MIGraphX for Windows — ROCm 7.14 + CK + MLIR + ONNX

MIGraphX 2.x built from source for AMD GPUs (23 architectures, gfx900–gfx1201) on Windows 11. GPU backend with Composable Kernel (CK gemm/attention), rocMLIR (conv/GEMM fusion), MIOpen, rocBLAS, hipBLASLt, and ONNX Runtime MIGraphX EP.

Benchmarked: 1.92× faster than PyTorch fp32, 2.26× faster fp16 on ResNet-50 (gfx1103, batch 1).

Prerequisites

Windows 11 (Windows 10 may work, untested)
AMD GPU — any supported arch (see GPU Targets below)
Python 3.12
Visual Studio 2022 BuildTools — MSVC compiler + MSBuild (for ONNX Runtime build)
Git — for cloning AMDMIGraphX and dependencies

Install Python Environment

Create a virtual environment and install ROCm 7.14 packages.

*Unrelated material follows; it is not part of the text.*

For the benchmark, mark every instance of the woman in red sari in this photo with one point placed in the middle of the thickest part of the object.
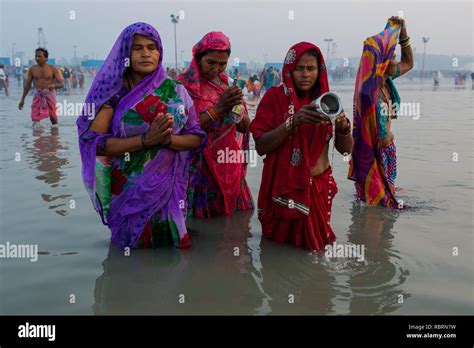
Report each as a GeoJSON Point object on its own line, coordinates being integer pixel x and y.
{"type": "Point", "coordinates": [217, 182]}
{"type": "Point", "coordinates": [295, 198]}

Example — RDNA3 APU (gfx1103, Ryzen 780M / 760M):

python -m venv .env
.env\Scripts\activate

pip install --index-url https://rocm.nightlies.amd.com/whl-multi-arch/ `
    "rocm[libraries,device-gfx1103]==7.14.0a20260615" `
    "torch[device-gfx1103]==2.10.0+rocm7.14.0a20260615" `
    "torchvision[device-gfx1103]==0.25.0+rocm7.14.0a20260615" `
    "rocm_sdk_devel==7.14.0a20260615"

Replace device-gfx1103 with your GPU target (e.g. device-gfx1100 for RX 7900 XTX, device-gfx1030 for RX 6800/6900).

Quick Start — Python

After building with build-migraphx-win.ps1, install the produced wheel into your venv:

pip install wheels\migraphx-0.1.0+multiarch-cp312-cp312-win_amd64.whl

Then use MIGraphX directly:

import migraphx
import numpy as np

# Parse and run an ONNX model on GPU
model = migraphx.parse_onnx("resnet50.onnx")
model.compile(migraphx.get_target("gpu"))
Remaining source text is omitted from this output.